McKownville Improvement Association
- Proposal for NY State and National Register of Historic Places for McKownville Country Club Highlands Historic District

Historic District proposal

4 Norwood St - a
        Sears kit house built in 1911The McKownville Improvement Association has always attempted to preserve the residential character of our neighborhood. Many of the houses were built during the early twentieth century, and the older parts of the neighborhood display a mix of home styles from that time. This blend of historic homes provides a pleasing contrast to the commercial development to the east and west, and increasing institutional growth to the north, and the recent high-density apartment development on Fuller Road in the City of Albany.

Volunteers worked with the New York State Historic Preservation Office (SHPO) to create the documentation for the historic district to be listed on the National and State Registers of Historic Places. Inclusion on these Registers will provide a measure of protection for our unique neighborhood.

After consultation with the SHPO, the proposed district includes Waverly Place, the southerly portions of Norwood, Glenwood, Parkwood and Elmwood Streets, and the houses on the north side of Western Avenue from number 1421 west to Elmwood
[maps of the proposed historic district - showing house numbers, or date of building for each house].

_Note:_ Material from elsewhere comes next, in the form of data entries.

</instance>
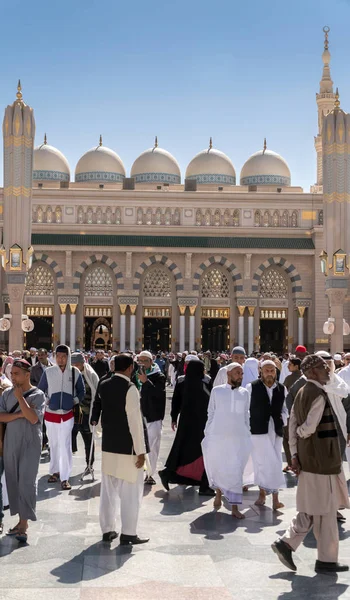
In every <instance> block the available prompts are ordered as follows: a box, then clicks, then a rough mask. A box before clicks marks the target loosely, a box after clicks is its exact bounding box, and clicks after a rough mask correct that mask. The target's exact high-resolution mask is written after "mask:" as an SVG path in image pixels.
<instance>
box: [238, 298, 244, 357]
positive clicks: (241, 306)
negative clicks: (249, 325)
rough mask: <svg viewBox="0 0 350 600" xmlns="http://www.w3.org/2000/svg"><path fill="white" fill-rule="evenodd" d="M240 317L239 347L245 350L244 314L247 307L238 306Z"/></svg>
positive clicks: (242, 306) (238, 325)
mask: <svg viewBox="0 0 350 600" xmlns="http://www.w3.org/2000/svg"><path fill="white" fill-rule="evenodd" d="M237 308H238V312H239V317H238V345H239V346H243V348H244V312H245V306H237Z"/></svg>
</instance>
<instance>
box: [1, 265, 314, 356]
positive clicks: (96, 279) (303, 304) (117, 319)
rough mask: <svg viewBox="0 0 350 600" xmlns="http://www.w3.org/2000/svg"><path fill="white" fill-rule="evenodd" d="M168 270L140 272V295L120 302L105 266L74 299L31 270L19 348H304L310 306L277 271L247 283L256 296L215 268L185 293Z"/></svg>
mask: <svg viewBox="0 0 350 600" xmlns="http://www.w3.org/2000/svg"><path fill="white" fill-rule="evenodd" d="M114 264H116V263H114ZM173 264H175V263H173ZM175 266H176V265H175ZM173 271H174V266H171V265H170V266H168V265H167V264H166V263H164V261H163V263H162V262H156V263H154V264H150V265H149V266H146V265H145V268H144V271H143V273H142V274H141V276H140V284H139V286H138V287H139V289H136V286H135V285H134V292H133V290H131V292H130V291H129V292H128V294H127V295H126V293H125V292H124V291H123V290H121V289H118V285H117V282H118V277H117V276H116V273H115V272H113V270H112V268H111V266H109V265H108V264H106V262H104V263H102V262H98V261H95V262H94V263H93V264H91V265H89V266H86V268H85V270H84V272H83V273H82V276H81V278H80V283H79V294H77V295H76V296H73V295H64V292H62V291H61V289H59V287H58V285H57V277H56V273H55V271H54V270H53V269H52V268H51V267H50V266H49V265H48V264H47V263H45V262H41V261H39V262H37V263H34V265H33V267H32V268H31V269H30V271H29V273H28V276H27V280H26V289H25V298H24V306H25V313H26V314H27V315H28V316H29V317H30V318H31V319H32V320H33V321H34V330H33V331H32V332H30V333H27V334H25V344H26V347H27V348H28V347H30V346H36V347H46V348H47V349H51V348H52V347H54V346H55V345H56V344H57V343H58V342H59V341H61V342H66V343H69V344H70V345H71V346H72V347H74V348H85V349H87V350H89V349H92V348H94V349H97V348H103V349H105V350H107V349H112V348H121V349H124V348H131V349H135V350H140V349H141V348H145V349H150V350H152V351H154V352H156V351H160V350H164V351H167V350H173V351H178V350H184V349H194V348H196V349H200V348H202V349H203V350H206V349H210V350H212V351H219V350H221V351H225V350H228V349H229V348H231V347H232V345H234V344H237V343H238V344H240V345H244V346H245V347H246V349H247V351H248V352H251V351H253V350H254V349H261V350H263V351H267V350H274V351H276V352H282V351H285V350H287V349H288V348H290V347H291V345H293V344H296V343H302V342H304V343H305V342H306V341H307V339H306V338H307V334H306V332H307V330H308V323H307V311H306V308H307V307H308V306H309V305H310V301H309V299H308V298H305V297H304V298H298V297H296V294H295V293H294V291H293V285H294V284H293V280H292V279H291V277H290V276H289V275H288V272H287V269H286V268H283V265H282V266H281V265H278V264H274V263H273V262H272V263H271V264H269V266H268V267H265V268H264V270H262V272H261V273H259V278H258V280H257V277H255V279H254V278H250V281H249V282H248V283H249V284H250V283H251V282H252V284H254V283H255V284H256V289H257V291H256V290H254V291H253V285H251V286H249V285H247V284H246V283H245V282H243V285H240V284H241V282H242V278H241V279H239V277H241V276H240V275H239V276H238V285H237V275H235V276H233V273H234V272H233V271H232V269H231V270H230V269H228V268H225V265H224V264H220V263H218V264H217V263H214V264H209V266H206V264H204V263H201V266H200V271H198V273H199V280H195V279H193V273H192V276H191V277H188V275H187V277H188V279H189V281H190V282H191V281H198V284H199V285H198V286H197V290H198V291H196V290H195V286H194V284H193V285H192V284H187V287H186V289H184V286H183V285H179V284H178V281H179V276H177V277H176V276H175V275H174V273H173ZM180 276H181V273H180ZM181 281H182V280H181ZM243 287H244V289H243V290H242V289H240V288H243ZM75 291H76V292H77V291H78V290H75ZM6 310H7V311H8V312H9V311H10V307H9V306H8V305H7V306H6ZM5 336H6V334H5ZM5 343H6V337H5Z"/></svg>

4 Norwood Street, built in 1911

For more information about the National and State Registers of Historic Preservation, including the implications for property owners of a Historic District listing, please click on this link for a printable one-page information sheet compiled from information published in the websites of the National Register of Historic Places, and the New York State Historic Preservation Office.
Under Federal Law, the listing of a property in the National Register places no restrictions on what a non-federal owner may do with their property up to and including destruction, unless the property is involved in a project that receives Federal assistance, usually funding or licensing/permitting. National Register listing does not lead to public acquisition or require public access.
The NY SHPO provides an insurance coverage information sheet that explains why listing on the State and Federal Registers does not affect insurance coverage or premium rates for privately-owned properties.

Comparable neighborhoods already established as Historic Districts on the National Register are widespread.
For example, in Syracuse, the Berkeley Park Subdivision Historic District  [another description of Berkeley Park],
and in Atlanta, the Inman Park-Moreland Historic District are similar in age and kind of development to this proposal for McKownville.

Notification of property owners, objections, and the review process
The New York State Historic Preservation Office has now determined that this section of McKownville is eligible for listing on the National and State Registers of Historic Places, and the nomination process is underway, leading up to presentation of the completed nomination documents at a meeting of the State Review Board. Preparation of the documents supporting the proposal is now essentially complete and it is likely that the nomination will be presented at the State Review Board meeting in December 2021.

There was a public meeting held on 14 September 2021 , for presentation of the proposal and to answer questions on it, to which all property owners in the proposed historic district were invited - the presentation slides shown by the SHPO representatives at the meeting. The last slide in the presentation contains contact information for the SHPO persons who will be pleased to answer any questions on the proposal that property owners in the intended historic district may have.
All property owners in the proposed historic district, and local officials, have been sent a notification letter (dated September 30th) by the SHPO.
This mailing also included: information sheets on the criteria for National Register nomination,
                                             a list of answers to frequently asked questions, and
                                             information on the historic properties rehabilitation tax credit program (regrettably, McKownville north of Western Avenue is in a census tract which does not qualify for this program - see this map).

Under the National Historic Preservation Act of 1966 (amended 1980), private property owners must be given the opportunity to object to the proposed nomination of their properties. No owner is required to comment and owners don’t “vote” on the district. Rather, owners who object to the listing may submit a notarized statement stating that they are the owner of the subject property and that they object. Notarization is a requirement of the federal government and cannot be waived.

If a majority of the private property owners in the proposed district file notarized objections, the district cannot be listed on the National Register. In determining a majority, each owner is counted once, regardless of how much or how little property he/she owns. Objections are only counted toward the listing of the district as a whole. If a majority does not object, no one owner can exempt himself/herself from the district by means of a notarized objection. These procedures are federal regulations that cannot be altered by the SHPO.

If there are less than a majority of objectors, then the SHPO review decision can take one of several options: reject the proposal, ask for more information, list the district just with the state, or also to send the forms to the National Park Service for listing in the National Register of Historic Places. Once the National Park Service receive the forms, they conduct a similar review process.

We have some information about the builders and architects of the houses in the proposed historic district; a few appear to be Sears kit houses.

Our website History section contains detailed information derived from old deeds, census returns and city directory listings on the houses in and adjacent to the proposed historic district. This also includes an overview summary of the history of McKownville.

We hope that in the future additional portions of McKownville will be included in an enlarged Historic District.